BWW Reviews: LES MISERABLES Movie - Passing the Candlesticks to a New Generation
It's no secret that Les Miserables remains one of my all-time favourite musicals and holds a very special place in my heart. A few weeks ago I wrote about my thoughts on sharing Victor Hugo's classic tale with the world when the feature film version goes into wide release on Christmas Day, and I expressed my concerns over how the film would resonate with uber-fans of the mega-musical. I was treated to an advance press screening this past Wednesday in Toronto, and found myself tearing up as I watched an audience full of movie-goers (and Les Miserables virgins) hear the opening notes of Boubil and Schonberg's glorious score.
Is the film perfect? Of course not. Does it serve its purpose and will the general movie going public enjoy it? I certainly think so. In the interest of full-disclosure I should state that I've seen the stage version more times than I can count, can recite the score in three different languages and have a knowledge of the material so intimately familiar that even the smallest change jarred my viewing experience and made the overall film harder to enjoy. That being said, as someone who is proud to call herself a 'Mizzie', it was a thrilling experience to watch the material come to life in Tom Hooper's feature film adaptation.

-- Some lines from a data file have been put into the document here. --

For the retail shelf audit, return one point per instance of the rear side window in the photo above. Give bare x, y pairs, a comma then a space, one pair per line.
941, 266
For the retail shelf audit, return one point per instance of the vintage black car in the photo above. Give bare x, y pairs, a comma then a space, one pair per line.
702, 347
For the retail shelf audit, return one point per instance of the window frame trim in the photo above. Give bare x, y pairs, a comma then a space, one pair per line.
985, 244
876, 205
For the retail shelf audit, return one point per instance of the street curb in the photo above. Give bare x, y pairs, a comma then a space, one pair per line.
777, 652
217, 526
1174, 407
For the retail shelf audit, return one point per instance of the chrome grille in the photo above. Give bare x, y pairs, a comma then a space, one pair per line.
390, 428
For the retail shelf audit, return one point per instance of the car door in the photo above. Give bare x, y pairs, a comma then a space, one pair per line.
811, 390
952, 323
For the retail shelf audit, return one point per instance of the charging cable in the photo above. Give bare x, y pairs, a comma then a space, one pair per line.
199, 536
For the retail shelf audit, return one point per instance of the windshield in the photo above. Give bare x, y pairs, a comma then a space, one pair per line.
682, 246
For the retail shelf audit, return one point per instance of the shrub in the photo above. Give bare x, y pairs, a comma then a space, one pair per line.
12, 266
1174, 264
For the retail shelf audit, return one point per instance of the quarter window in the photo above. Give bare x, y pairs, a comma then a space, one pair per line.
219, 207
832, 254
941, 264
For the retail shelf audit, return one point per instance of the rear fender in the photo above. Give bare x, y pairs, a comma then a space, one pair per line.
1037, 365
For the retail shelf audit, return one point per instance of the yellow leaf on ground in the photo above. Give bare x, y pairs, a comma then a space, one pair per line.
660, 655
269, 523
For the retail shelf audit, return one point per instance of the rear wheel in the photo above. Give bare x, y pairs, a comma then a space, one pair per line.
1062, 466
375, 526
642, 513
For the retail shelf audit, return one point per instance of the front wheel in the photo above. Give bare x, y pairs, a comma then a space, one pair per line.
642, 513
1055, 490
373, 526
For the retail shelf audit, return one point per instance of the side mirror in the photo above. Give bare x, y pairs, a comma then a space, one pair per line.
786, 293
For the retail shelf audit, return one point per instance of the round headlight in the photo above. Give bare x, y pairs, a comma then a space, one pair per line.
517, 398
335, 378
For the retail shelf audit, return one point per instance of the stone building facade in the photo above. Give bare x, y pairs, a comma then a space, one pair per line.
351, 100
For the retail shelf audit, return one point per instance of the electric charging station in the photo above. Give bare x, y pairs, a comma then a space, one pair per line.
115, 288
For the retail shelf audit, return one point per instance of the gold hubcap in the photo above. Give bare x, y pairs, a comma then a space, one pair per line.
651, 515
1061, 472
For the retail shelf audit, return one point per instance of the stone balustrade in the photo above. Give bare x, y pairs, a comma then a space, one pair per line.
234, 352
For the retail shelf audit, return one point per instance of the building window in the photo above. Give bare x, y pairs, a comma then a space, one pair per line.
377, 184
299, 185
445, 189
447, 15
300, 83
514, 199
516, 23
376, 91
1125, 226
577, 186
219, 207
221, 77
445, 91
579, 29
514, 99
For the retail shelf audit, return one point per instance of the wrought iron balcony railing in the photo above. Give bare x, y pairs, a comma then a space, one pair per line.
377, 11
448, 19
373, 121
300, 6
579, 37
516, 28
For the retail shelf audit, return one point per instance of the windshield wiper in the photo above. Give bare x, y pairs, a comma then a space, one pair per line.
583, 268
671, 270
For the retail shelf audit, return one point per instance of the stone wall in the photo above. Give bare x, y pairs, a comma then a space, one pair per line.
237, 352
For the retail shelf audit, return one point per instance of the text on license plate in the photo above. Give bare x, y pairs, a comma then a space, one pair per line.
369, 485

The film doesn't lack for star power, with Hugh Jackman in the role of Jean Valjean, a man who steals a loaf of bread to save his sister's dying son and spends nineteen years in a harsh French prison to pay for his crime. Jackman is an excellent Valjean, showing incredible range as he goes through a journey to find redemption in a world which showed him little forgiveness. While Jackman struggles with some of the score's more difficult moments (Bring Him Home is known in musical theatre circles for being notoriously difficult to sing), his compassion and empathy shine through and more than make up for any vocal struggles. The same is true for Anne Hathaway, who many 'Mizzies' had initial concerns about when an early version of her 'I Dreamed A Dream' trailer leaked this past summer.
The leaked trailer enraged hardcore fans who didn't like the subdued and frail version of the classic song; however, on screen it works spectacularly well. As Fantine, Anne descends down a road so dark that she never has any hope of recovery or redemption, making her hopelessness evident in her beautiful delivery of 'I Dreamed A Dream'. Shot entirely in one take, Anne breaks hearts as she breathes new meaning into the lyrics many people have come to know so well. I think the Oscar buzz surrounding Anne's performance is not only well deserved, but may prove accurate come February when I believe she will take home the statuette.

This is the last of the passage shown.